Many books written about the agony of climate change are constructed as an object of development, supporting interventions for adaptation. Climate change, in this regard, has enabled and entrenched a structure of power that responds to a current rural political economy defined by a condition of development that they already view as dystopian by raising the possibility of a future dystopia under the influence of climate change. It is sobering to realise that the powerful place-specific strategies of people already living in areas most affected by climate change are overlooked. This book provides the valuable insight that people living in rural poverty are the ones who are forced to make sacrifices to deal with climate change, as they have been forced to make sacrifices for the sake of industrialisation and development throughout history.

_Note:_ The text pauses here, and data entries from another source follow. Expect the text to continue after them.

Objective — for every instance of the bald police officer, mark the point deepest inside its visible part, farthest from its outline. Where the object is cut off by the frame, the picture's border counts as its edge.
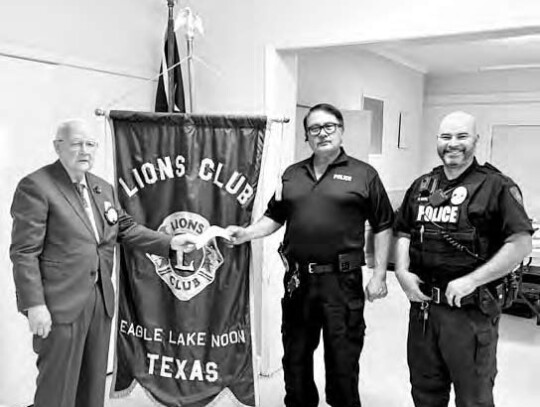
(325, 202)
(461, 229)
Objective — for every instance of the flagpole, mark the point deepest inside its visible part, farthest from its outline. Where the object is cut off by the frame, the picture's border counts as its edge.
(190, 71)
(170, 54)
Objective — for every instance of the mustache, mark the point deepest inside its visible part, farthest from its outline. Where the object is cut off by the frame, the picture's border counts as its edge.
(453, 150)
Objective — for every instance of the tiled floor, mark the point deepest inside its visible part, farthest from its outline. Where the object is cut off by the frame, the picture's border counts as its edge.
(384, 374)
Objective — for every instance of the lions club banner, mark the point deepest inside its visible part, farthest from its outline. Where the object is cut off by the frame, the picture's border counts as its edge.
(184, 329)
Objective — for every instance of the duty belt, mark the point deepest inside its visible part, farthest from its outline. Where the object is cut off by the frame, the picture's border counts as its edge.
(346, 262)
(438, 296)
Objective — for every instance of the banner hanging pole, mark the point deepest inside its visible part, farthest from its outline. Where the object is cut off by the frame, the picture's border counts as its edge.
(190, 71)
(170, 54)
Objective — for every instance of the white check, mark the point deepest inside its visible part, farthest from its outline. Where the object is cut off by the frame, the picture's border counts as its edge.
(211, 233)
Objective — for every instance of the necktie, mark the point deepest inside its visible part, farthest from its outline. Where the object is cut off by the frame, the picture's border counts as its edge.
(81, 189)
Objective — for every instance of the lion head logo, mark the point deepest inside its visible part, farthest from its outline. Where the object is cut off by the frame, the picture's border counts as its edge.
(190, 273)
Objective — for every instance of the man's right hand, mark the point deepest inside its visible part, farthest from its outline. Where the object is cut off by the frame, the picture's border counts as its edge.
(39, 320)
(239, 234)
(410, 283)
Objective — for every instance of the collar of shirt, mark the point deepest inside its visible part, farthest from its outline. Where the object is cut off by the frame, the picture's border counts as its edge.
(461, 177)
(342, 158)
(82, 182)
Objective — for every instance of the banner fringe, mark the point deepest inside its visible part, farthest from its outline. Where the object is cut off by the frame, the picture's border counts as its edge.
(225, 395)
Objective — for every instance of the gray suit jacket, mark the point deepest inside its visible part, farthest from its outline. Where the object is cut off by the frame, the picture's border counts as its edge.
(54, 251)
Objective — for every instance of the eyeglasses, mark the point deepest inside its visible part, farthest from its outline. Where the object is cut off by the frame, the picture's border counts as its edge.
(77, 145)
(329, 128)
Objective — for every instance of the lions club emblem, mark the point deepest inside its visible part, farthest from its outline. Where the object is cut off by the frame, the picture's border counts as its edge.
(190, 273)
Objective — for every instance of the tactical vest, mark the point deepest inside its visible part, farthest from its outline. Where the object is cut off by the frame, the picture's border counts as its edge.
(444, 244)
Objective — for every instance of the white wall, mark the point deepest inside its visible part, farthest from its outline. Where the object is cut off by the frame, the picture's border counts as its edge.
(341, 76)
(120, 37)
(494, 98)
(237, 32)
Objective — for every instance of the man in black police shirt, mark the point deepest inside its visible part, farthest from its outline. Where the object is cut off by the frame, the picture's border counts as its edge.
(461, 228)
(325, 202)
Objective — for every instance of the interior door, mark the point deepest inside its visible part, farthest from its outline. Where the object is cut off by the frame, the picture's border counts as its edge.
(515, 150)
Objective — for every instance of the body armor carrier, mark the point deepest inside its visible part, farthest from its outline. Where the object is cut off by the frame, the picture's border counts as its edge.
(444, 244)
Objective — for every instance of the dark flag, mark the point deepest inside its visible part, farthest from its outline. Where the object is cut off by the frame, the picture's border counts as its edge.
(162, 100)
(184, 327)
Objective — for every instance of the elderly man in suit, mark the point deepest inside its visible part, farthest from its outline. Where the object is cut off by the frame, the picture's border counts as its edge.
(66, 222)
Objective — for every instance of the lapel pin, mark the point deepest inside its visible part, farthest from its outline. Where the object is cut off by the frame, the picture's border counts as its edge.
(111, 215)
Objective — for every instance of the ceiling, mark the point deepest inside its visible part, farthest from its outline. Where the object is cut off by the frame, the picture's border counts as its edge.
(453, 55)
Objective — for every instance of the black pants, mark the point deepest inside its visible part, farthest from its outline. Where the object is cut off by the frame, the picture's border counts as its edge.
(458, 347)
(333, 302)
(72, 360)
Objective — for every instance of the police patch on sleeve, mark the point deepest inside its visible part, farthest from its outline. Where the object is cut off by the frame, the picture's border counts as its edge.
(515, 192)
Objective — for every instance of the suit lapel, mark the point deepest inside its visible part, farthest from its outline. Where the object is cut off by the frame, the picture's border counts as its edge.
(64, 184)
(96, 196)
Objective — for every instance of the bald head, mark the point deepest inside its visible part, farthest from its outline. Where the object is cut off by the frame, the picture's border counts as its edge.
(73, 127)
(456, 142)
(76, 147)
(458, 121)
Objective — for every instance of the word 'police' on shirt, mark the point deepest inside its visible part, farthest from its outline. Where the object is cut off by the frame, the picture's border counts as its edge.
(445, 214)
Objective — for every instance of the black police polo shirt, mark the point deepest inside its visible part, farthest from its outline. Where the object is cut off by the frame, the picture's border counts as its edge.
(326, 217)
(496, 210)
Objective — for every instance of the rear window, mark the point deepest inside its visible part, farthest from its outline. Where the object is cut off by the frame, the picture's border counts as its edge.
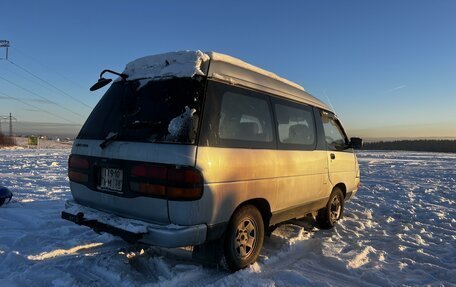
(159, 111)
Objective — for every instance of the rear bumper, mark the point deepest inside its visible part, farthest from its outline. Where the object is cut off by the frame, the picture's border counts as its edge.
(133, 230)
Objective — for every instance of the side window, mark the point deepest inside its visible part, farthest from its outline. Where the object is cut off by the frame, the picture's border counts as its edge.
(334, 134)
(244, 118)
(295, 125)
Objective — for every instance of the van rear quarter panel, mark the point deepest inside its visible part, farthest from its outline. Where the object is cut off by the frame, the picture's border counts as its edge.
(285, 178)
(343, 169)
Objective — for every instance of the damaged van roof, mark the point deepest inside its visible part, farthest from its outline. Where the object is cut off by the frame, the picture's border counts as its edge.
(187, 64)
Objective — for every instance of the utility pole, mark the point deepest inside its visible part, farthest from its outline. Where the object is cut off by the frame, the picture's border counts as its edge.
(5, 44)
(11, 125)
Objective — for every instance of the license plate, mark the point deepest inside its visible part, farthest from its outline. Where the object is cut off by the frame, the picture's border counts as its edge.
(111, 179)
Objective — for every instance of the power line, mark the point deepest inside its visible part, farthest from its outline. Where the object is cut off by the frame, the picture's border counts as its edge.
(14, 48)
(56, 88)
(42, 97)
(36, 107)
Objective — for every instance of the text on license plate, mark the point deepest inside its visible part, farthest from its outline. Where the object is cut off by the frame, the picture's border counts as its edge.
(111, 178)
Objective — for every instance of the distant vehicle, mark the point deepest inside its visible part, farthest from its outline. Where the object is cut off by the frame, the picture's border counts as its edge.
(5, 194)
(203, 149)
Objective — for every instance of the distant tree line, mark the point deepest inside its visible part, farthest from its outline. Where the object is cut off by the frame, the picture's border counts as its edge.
(413, 145)
(6, 140)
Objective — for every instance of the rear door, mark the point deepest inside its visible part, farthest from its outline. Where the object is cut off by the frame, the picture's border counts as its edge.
(341, 159)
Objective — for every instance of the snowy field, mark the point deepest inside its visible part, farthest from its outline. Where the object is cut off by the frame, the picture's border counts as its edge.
(399, 230)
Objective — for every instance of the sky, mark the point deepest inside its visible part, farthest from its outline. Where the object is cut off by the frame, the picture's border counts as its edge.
(388, 68)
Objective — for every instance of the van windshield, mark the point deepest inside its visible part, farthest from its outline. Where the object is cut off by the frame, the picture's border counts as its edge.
(159, 111)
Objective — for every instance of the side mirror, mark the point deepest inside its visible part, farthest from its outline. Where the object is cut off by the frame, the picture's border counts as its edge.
(100, 84)
(356, 143)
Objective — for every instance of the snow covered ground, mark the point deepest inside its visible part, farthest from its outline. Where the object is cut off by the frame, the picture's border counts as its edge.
(399, 230)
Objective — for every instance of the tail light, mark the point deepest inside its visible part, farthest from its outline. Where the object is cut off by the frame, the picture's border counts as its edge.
(174, 183)
(78, 168)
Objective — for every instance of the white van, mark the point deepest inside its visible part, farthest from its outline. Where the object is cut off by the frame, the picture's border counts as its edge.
(203, 149)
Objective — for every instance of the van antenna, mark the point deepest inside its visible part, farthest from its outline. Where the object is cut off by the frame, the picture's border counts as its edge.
(329, 101)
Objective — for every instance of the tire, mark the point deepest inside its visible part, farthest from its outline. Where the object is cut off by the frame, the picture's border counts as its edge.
(243, 238)
(328, 216)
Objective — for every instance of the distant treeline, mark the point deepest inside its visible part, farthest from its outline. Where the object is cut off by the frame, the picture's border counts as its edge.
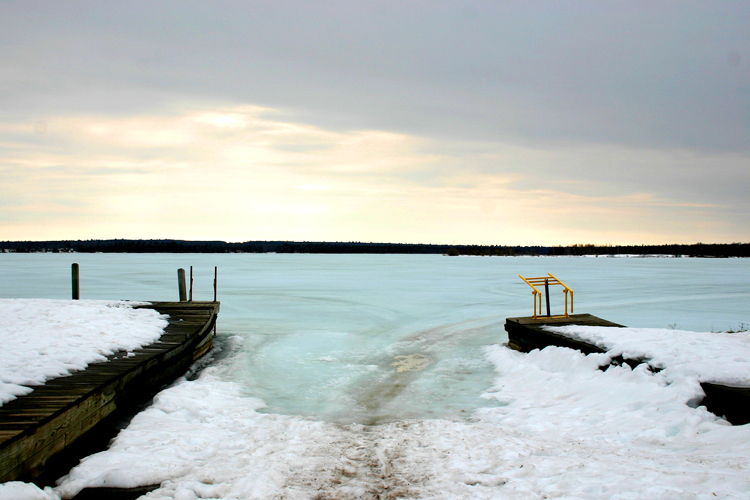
(181, 246)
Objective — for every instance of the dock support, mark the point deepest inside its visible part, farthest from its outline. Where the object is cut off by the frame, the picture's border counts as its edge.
(76, 281)
(181, 284)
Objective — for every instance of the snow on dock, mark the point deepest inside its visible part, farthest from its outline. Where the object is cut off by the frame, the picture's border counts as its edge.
(719, 362)
(67, 366)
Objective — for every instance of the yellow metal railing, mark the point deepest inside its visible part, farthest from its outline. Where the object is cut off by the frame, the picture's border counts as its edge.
(546, 281)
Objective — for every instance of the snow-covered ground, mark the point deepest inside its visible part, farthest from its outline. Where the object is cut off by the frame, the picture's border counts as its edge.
(385, 377)
(44, 339)
(558, 428)
(723, 358)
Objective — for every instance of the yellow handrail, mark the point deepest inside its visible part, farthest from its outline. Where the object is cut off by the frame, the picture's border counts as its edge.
(546, 281)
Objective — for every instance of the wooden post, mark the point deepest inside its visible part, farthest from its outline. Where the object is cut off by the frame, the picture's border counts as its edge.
(76, 281)
(181, 284)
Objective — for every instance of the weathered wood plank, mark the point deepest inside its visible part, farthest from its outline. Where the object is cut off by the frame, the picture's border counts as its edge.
(37, 427)
(526, 334)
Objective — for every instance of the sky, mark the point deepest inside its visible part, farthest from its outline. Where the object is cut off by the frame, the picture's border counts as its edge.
(474, 122)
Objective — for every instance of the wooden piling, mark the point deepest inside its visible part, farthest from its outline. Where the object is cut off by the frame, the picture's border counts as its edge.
(74, 271)
(181, 284)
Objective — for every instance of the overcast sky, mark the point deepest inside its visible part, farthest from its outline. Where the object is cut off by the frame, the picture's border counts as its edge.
(503, 122)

Development today still suffers from many of the same issues that date as far back as the colonial period. Threatening Dystopias is a masterful study of the global politics of climate change adaptation in Bangladesh. Paprocki draws data from extensive fieldwork in rural communities in Khulna, interviews and observations with donors, development actors, government officials as well as scientists and researchers, research at international conferences on climate change and archival research in multiple countries. Her study deserves wide acclaim for its refreshing take on how the ideologies surrounding climate change and climate victims today reproduce and intensify rural dispossession.
Note: This review gives the views of the author, and not the position of the LSE Review of Books blog, or of the London School of Economics and Political Science.